Azeite, não é meu parente! Nem todos
entendem, mas a língua que se falava antigamente era tranchã, era
ou não era?
As palavras pareciam todas usar galocha,
e eu me lembro como ficava cabreiro quando aquela tetéia da rua,
sempre usando tank colegial, se aprochegava com a barra da anágua
aparecendo, vendendo farinha, como se dizia. Só porque tinha me
trocado pelo desgramado que charlava numa baratinha, ela sapecava
expressões do tipo “Conheceu, papudo?!”. “Ora, vá lamber
sabão”, eu devolvia de chofre, com toda a agressividade da época.
“Deixa de trololó, sua bacurau.”
Era tempo do onça total. As garotas,
algumas tão purgantes que pareciam eternamente de chico, não davam
esse mole de escancarar o formato do V-8 sob a sala, e os homens,
tirando uma chinfra, botavam pra jambrar com quedes e outras
papas-finas. Eu, hein, Rosa?! Tanto quanto o telefone preto, a
geladeira branca e o sebo para passar no couro da bola número 5,
essas palavras foram sendo consideradas como as garotas feias de
então – buchos. Aconteceu com elas, as palavras, o mesmo que ao Zé
Trindade – empacotaram, bateram as botas. Tomaram um cascudo,
levaram sopapo, catiripapo, e chisparam do vocabulário. Uma pena.
A língua mexe, pra frente e pra trás, e
assim como o bacana retornou guaribado para servir de elogio nos
tempos modernos, pode ser que breve, na legenda de uma foto da
Carolina Dieckmann, os jornais voltem a fazer como diante da Adalgisa
Colombo outrora. Digam que ela tem it, que ela é linda, um chuchu.
São coisas do arco da velha, vai entender?! Não é só o mistério
da ossada da Dana de Teffé que nos une ao passado. Não saberemos
nunca, também, quem matou o mequetrefe, a pinimba, o tomar tenência
e o neca de pitibiribas, essas delícias vocabulares que, enxotadas
pelo bom gosto gramatical, picaram a mula e foram dormitar, como
ursos no inverno, numa página escondida do dicionário.
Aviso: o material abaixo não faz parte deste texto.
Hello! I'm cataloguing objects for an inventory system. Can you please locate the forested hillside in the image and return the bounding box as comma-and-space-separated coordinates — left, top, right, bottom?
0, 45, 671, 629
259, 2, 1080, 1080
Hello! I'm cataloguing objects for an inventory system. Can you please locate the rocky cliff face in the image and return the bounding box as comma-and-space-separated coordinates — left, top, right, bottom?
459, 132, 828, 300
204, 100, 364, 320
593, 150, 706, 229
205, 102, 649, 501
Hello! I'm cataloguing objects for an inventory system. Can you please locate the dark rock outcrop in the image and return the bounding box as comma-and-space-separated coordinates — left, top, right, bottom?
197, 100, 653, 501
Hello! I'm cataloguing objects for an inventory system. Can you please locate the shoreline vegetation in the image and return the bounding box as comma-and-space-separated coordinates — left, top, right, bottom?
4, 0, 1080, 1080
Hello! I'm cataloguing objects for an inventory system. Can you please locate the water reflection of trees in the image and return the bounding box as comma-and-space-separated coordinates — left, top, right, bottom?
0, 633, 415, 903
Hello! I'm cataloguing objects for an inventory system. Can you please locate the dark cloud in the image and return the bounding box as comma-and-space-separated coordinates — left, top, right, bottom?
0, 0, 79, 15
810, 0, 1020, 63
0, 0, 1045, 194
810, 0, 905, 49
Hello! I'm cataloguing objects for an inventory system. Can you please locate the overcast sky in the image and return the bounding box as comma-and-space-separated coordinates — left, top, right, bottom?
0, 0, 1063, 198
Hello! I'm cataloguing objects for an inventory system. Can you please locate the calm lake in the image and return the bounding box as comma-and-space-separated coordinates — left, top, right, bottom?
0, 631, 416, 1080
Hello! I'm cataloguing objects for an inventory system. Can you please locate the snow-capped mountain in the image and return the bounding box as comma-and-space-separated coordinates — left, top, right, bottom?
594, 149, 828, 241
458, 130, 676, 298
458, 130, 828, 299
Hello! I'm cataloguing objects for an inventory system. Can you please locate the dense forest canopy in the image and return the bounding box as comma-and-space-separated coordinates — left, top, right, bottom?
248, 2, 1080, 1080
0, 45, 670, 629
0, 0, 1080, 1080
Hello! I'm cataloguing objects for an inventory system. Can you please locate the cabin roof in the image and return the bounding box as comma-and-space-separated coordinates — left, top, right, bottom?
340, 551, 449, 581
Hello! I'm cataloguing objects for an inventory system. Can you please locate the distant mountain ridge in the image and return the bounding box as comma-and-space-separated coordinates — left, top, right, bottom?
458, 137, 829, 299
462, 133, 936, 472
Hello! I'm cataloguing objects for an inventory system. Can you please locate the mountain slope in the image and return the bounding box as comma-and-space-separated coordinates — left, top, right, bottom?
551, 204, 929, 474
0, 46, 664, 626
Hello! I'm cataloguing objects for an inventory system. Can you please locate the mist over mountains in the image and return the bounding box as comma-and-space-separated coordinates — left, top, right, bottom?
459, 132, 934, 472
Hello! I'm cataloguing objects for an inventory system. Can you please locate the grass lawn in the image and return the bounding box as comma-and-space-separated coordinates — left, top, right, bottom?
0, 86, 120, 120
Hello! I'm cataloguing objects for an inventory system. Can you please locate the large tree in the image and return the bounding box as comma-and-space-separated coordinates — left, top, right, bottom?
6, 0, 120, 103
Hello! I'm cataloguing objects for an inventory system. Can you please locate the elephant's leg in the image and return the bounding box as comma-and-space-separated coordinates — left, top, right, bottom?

Outro dia eu disse para as minhas filhas
que o telefone estava escangalhado. Morreram de rir com esse maiô
Catalina que botei na frase. Nada escangalha mais, no máximo não
funciona. Me acharam, sem usar tamanho e tão cansativo polissílabo,
um completo mocorongo. Como sempre, estavam certas. Eu tenho visto
mulheres de botox, homens que escondem a idade, tenho visto todas as
formas de burlar a passagem do tempo, mas o que sai da boca tem data.
Cuidado, cinquentões, com o ato falho de pedir um ferro de engomar,
achar tudo chinfrim, reclamar do galalau que senta na sua frente no
cinema e a mania de dizer que a fila do banco está morrinha. Esse
papo, por mais que você curta música techno e endívias, denuncia
de que década você veio.
Acho maneiro que a Sônia Braga volte,
curto às pamparras a Emilinha vendendo CD na praça. Mas por que não
dar uma linguada no passado? Sem querer amolar, sem bololô, sem
querer fazer arte, sem querer, em tempos já tão complicados, trazer
mais angu de caroço para a vida das pessoas, eu torço, quer dizer,
tenho a maior queda por um revival linguístico. As mães costumavam
passar sabão na língua do ranheta que falava palavrões. De vez em
quando, todos sofremos essa limpeza e perdemos palavrinhas tão
gostosas quanto aquele mingau de sagu com uma banana caramelada no
meio. Será o Benedito?! Ninguém merece.
Da mesma maneira que se foi, parece que
para sempre, o crescer a barba como sinônimo de passar vergonha, às
vezes dá-se a ressurreição de uma dessas espoletas estabanadas.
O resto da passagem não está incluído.